Als es Morgen wurde, gab Dalisay vor, dass sie Fieber hätte und zu krank für die Schule sei. Aber ihre Mutter wusste immer genau, wann Dalisay etwas vortäuschte, und so musste sie sich anziehen und frühstücken.

Dalisay und ihre Mutter gingen Hand in Hand bis zum Schultor, wo sie von einer Lehrerin namens Frau Murry empfangen wurden. Die Lehrerin war sehr freundlich und hieß Dalisay in der Schule willkommen. Sie erklärte Dalisays Mutter, dass sie ihre Tochter um drei Uhr wieder abholen könne.

Der Vormittag rauschte im Nu an ihr vorbei, während Dalisay mehr neuen Lehrern und vielen, vielen Kindern vorgestellt wurde, die sie alle anlächelten und hallo sagten. Dalisay verstand nicht viel von dem, was man ihr sagte, aber man erklärte ihr, dass sie am Nachmittag zusammen mit anderen Kindern, die aus aller Herren Länder nach England gezogen waren, in eine Sonderklasse gehen würde.

Als Dalisay dann am Nachmittag beim Klassenzimmer ankam, klopfte sie an die Tür und ging hinein. Sie war sehr nervös und auch sehr müde nach so einem langen Tag, an dem sie so vielen Fremden begegnete. Doch als sie hereinkam, wurde sie von Frau Mahmood, die aus Pakistan kam, mit einem strahlenden Lächeln begrüßt. „Komm rein, Dalisay,“ sagte die nette Lehrerin, „heute lesen wir ein Buch mit dem Titel ‚Der gestiefelte Kater,‘ und später werden wir ein paar Spiele spielen und auch malen.“

Das junge Mädchen bemerkte, dass alle Kinder im Klassenzimmer sehr unterschiedlich aussahen. Es gab dort einen Jungen aus Simbabwe und zwei Mädchen aus Polen. Ein etwas älteres Mädchen kam aus Albanien und ein Junge, der noch jünger war als Dalisay, sagte, er komme aus dem Iran. Und zu ihrer großen Überraschung saß weiter hinten im Klassenzimmer ein junges Mädchen namens Luningning, ebenfalls aus den Philippinen, mit einem Exemplar von Der gestiefelte Kater in den Händen! „Komm rüber und setz dich neben mich!“ rief Luningning, die genauso überrascht war wie Dalisay.
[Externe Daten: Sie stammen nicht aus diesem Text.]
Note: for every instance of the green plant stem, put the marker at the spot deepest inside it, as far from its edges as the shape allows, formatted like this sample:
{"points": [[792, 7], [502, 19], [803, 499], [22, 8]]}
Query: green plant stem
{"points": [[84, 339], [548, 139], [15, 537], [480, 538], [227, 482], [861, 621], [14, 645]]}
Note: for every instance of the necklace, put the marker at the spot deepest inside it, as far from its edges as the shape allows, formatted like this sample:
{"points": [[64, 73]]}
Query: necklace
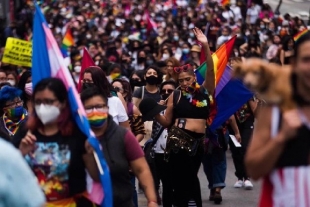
{"points": [[188, 93]]}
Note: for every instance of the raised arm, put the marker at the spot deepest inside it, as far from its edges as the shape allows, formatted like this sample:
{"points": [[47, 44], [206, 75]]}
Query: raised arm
{"points": [[209, 82]]}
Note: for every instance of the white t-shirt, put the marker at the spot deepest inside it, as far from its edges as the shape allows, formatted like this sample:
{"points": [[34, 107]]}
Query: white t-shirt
{"points": [[117, 110]]}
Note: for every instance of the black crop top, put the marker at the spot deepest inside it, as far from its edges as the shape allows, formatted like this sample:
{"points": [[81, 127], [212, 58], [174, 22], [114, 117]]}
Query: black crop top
{"points": [[185, 109]]}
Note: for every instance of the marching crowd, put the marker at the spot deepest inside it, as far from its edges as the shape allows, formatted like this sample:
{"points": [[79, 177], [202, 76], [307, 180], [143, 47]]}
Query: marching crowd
{"points": [[145, 107]]}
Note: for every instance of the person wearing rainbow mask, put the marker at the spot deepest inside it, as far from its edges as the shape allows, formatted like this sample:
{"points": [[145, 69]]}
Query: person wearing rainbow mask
{"points": [[121, 150], [13, 111]]}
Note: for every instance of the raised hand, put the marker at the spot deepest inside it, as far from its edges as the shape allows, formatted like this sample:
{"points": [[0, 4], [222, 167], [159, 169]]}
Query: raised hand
{"points": [[200, 36]]}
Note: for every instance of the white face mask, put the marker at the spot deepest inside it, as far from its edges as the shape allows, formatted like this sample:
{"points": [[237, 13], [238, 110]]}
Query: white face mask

Die beiden Mädchen freundeten sich sofort an. Luningning erklärte ihr die Geschichte vom gestiefelten Kater und wie Frau Mahmood, die beste Lehrerin der ganzen Welt, ihnen beibrachte, ihr Englisch zu verbessern.

An diesem Nachmittag redete Dalisay mit jedem einzelnen Kind in der Klasse. Obwohl sie nicht immer verstand, was sie sagten, wusste sie eines mit Sicherheit: Alle Kinder waren nach England gekommen, um hier ein neues Leben zu beginnen. Und wenn es auch manchmal beängstigend war, an einem neuen Ort zu sein und man die Sprache nicht spricht, gab es immer jemanden, der einem half. Und ganz egal wohin du in der Welt auch gehst, du wirst immer einen Freund finden. Da wurde Dalisay klar, dass sie niemals allein sein würde. England war ihre neue Heimat, und sie würde das Beste daraus machen, egal was auch passierte.